Nor is that analogy “Victor reading his ideas into the film” as I’m quite prepared to admit about what I said on HAPPY GO-LUCKY in the post above may well be. More than any other movie I can think of, REVANCHE is filled with signifiers of religion, but as a part of ordinary lived experience rather than as the subject matter per se, present everywhere but visible nowhere. Alex’s father has a Sacred Heart portrait and a memorial prayer card for his dead wife on the wall; crucifixes and crosses are part of the ordinary adornment, even in a bank; characters pray at appropriate moments (the devout often, the not-so when in crisis); and the last shot of the film has trees sagging with fruit (a biblical metaphor par excellance, particularly considering what we just learned). The religious imagery is also used dramatically in obviously deliberate ways. For one example, Alex’s elderly father says he is confident he will soon (meaning, in Heaven) meet his wife, who is the subject of the memorial prayer card on the wall, and then Spielmann cuts to a photo of someone Alex has lost. But without the religious context of the other photo, all he can think about is revenge.² For another example, in one scene, the camera follows a character riding a motorcycle along a twisty road through an Austrian forest, and then when the road reaches a sharp right-turn-only point, coincidentally(?) at a crucifix, the motorcycle goes on but the camera stays to contemplate. At that site, the central plot point happens. The way the plot is eventually resolved removes all doubt about the fundamentally religious orientation of REVANCHE — the resolution is not a shootout, but rather two appeals to conscience, one made wittingly and one unwittingly: the unwitting one eventually being the more powerful because it urged the listener to stand outside himself and not just listen to his feelings, however real they may be as feelings. The unwitting one also, by indirection, demonstrates that even revenge itself requires a moral context, a moral justification to be coherent. I.e., there’s a reason, however bad, to kill the man who murdered a family member; there’s no reason to kill somebody over an accident that was one’s own fault in the first place.
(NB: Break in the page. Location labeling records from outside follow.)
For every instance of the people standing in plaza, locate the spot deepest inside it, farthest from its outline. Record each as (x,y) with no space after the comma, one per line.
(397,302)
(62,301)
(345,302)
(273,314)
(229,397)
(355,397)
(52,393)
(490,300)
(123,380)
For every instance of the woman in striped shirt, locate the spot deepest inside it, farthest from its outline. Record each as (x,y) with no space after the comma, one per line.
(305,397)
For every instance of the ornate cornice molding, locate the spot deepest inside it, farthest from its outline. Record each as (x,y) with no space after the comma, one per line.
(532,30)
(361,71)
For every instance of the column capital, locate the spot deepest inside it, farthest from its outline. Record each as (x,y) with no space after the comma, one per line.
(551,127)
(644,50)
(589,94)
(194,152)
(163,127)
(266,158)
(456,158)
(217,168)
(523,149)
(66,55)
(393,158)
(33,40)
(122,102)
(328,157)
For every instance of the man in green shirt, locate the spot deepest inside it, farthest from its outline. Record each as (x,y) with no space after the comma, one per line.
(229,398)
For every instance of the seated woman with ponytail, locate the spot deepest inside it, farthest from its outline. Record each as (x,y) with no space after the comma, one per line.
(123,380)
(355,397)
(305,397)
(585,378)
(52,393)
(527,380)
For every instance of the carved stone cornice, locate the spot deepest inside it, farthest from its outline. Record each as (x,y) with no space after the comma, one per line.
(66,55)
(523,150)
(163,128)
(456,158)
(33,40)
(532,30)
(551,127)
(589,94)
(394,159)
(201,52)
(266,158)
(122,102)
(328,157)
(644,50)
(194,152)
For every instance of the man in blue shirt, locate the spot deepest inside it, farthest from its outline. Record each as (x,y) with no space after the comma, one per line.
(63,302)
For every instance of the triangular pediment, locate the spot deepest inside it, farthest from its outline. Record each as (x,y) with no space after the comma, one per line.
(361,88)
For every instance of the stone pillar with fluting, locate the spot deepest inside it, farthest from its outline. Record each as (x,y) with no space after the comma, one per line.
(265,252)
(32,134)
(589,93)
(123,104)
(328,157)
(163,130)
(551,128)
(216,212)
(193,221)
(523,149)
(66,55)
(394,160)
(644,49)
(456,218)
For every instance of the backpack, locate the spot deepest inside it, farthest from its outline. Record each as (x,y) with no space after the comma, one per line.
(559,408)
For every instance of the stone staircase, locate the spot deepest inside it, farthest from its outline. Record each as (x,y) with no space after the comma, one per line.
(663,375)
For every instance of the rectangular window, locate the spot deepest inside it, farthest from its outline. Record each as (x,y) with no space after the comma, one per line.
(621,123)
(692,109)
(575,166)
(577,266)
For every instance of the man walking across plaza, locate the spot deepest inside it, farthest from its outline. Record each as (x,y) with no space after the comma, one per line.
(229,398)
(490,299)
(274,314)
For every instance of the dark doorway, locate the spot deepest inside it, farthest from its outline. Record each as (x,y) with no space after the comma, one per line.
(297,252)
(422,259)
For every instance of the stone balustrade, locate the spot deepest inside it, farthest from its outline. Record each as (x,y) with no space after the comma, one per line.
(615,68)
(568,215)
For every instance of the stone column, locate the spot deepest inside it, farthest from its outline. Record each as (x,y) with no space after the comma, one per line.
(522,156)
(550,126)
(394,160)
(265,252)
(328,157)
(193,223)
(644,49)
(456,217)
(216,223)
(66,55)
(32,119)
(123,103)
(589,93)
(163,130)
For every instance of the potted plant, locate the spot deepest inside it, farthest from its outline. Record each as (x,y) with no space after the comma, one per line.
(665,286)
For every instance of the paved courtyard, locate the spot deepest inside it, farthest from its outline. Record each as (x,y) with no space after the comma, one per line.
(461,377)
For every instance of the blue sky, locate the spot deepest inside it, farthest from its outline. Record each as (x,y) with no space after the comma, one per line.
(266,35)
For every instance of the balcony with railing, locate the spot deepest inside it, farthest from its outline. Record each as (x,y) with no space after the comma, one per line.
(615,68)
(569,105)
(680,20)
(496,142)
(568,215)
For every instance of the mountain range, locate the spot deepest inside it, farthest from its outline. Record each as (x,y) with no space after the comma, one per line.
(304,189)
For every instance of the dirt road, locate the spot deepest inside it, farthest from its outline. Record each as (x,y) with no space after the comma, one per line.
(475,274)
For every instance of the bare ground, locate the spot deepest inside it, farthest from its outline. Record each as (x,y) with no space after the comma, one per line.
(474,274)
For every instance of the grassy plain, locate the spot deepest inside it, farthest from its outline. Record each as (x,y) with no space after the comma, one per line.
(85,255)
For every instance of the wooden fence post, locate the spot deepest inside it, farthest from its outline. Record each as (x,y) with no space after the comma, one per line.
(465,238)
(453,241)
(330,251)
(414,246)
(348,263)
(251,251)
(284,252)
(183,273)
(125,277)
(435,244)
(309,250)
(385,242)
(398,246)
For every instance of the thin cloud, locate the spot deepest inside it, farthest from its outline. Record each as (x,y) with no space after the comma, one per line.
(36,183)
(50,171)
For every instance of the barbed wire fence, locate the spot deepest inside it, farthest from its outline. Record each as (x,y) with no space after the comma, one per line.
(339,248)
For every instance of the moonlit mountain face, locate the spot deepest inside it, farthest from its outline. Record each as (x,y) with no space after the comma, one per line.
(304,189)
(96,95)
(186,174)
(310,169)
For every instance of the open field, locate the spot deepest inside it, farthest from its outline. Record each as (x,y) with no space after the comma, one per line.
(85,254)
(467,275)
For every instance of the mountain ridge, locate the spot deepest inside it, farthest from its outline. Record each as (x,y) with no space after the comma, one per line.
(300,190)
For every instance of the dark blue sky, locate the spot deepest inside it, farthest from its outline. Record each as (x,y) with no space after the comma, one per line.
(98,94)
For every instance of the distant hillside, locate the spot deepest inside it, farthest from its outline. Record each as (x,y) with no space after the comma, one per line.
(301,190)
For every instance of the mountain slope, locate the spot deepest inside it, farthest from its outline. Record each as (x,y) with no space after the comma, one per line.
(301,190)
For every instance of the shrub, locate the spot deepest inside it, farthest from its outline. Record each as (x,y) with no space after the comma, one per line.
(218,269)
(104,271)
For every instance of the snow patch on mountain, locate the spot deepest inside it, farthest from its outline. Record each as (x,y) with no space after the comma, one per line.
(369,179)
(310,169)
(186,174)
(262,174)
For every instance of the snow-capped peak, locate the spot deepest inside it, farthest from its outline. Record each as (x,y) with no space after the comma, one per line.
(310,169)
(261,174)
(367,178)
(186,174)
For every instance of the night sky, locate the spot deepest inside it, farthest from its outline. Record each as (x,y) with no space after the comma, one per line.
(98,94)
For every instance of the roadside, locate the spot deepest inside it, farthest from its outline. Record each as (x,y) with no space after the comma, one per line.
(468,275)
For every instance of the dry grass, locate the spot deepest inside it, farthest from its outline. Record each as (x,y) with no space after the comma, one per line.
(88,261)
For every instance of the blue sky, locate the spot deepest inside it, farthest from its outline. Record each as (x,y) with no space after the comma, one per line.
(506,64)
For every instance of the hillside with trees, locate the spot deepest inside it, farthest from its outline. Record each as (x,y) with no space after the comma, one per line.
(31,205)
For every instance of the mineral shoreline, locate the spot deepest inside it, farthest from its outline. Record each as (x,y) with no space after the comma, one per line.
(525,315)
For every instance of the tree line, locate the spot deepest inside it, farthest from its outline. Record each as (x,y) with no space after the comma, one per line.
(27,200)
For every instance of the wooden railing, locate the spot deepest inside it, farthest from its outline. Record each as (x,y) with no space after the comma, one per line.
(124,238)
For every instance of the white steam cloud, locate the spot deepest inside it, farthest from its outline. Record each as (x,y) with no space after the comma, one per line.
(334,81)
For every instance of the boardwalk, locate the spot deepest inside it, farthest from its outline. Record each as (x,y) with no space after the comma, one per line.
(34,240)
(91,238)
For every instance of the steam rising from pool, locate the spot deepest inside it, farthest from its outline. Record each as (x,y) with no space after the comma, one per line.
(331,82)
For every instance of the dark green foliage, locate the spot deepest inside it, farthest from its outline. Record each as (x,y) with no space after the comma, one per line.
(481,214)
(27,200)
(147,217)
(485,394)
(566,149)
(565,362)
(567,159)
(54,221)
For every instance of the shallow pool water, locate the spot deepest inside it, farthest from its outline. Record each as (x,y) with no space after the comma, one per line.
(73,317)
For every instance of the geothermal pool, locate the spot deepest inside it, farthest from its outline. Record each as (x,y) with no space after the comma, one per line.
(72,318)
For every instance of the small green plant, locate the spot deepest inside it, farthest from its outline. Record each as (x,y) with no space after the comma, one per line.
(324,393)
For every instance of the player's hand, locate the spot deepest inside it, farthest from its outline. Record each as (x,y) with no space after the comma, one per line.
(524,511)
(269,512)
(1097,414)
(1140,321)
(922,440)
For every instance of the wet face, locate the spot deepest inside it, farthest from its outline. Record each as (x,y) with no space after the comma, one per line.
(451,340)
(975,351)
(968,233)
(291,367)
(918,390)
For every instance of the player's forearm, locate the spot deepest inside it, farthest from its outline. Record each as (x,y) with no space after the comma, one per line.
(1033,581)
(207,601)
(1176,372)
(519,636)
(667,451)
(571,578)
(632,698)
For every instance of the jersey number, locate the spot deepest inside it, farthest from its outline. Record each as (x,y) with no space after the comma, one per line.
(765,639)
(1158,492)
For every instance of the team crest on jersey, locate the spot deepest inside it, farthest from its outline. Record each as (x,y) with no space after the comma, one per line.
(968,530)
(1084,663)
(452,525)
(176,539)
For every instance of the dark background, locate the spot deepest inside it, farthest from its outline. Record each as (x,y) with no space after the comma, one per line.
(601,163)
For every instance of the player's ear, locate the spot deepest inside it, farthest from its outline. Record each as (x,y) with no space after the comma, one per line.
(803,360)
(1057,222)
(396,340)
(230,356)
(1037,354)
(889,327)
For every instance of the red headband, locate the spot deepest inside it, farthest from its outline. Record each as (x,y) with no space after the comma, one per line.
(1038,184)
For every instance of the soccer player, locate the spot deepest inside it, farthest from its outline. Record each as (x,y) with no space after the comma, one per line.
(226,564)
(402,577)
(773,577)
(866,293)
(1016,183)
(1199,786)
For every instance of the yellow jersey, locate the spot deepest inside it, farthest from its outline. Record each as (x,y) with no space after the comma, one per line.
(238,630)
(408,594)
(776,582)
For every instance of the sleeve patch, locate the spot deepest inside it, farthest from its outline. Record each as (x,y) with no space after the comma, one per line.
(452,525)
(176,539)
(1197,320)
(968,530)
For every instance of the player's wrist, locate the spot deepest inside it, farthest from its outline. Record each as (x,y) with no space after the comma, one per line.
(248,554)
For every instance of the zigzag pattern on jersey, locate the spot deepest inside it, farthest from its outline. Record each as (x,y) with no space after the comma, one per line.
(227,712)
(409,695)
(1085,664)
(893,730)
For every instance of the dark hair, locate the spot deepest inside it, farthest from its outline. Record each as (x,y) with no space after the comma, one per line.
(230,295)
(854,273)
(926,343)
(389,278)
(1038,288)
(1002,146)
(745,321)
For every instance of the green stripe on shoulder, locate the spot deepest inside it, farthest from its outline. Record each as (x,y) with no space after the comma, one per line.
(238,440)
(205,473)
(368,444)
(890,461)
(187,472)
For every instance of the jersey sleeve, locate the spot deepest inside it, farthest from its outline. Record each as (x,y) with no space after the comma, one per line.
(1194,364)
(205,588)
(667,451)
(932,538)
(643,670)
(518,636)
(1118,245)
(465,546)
Spielmann’s direction isn’t as flashy or obviously “direction” as Haneke’s but it’s perfect in its own way, as a simple knack for making the right choices. When a woman asks her policeman husband about events at work that we’ve already seen, the cop has his back and head toward us, while the wife is turned toward us, at maybe a quarter-profile. The conversation goes on for about maybe a minute , but without a cut because there’s no dramatic need to see the cop’s face (it also emphasizes his grief-shame) since the drama in this scene at this point in the movie is on her face. Mike also has already talked about Alex’s wood-chopping scenes, which take place while a buzzsaw is running. The aggression in the ax wielding, combined with the noise of the whirring (though let’s just say the buzzsaw is not used like the wood chipper in FARGO is), is as if Alex is making a substance of menacing sexual anger (he even smokes a cigarette after one series of swings). And … spoiler warning … that menace comes into being in a scene played out in shadow with the lights off. A scene of sex as angry revenge, and there’s exquisite irony, on multiple levels,³ in what happens from that encounter.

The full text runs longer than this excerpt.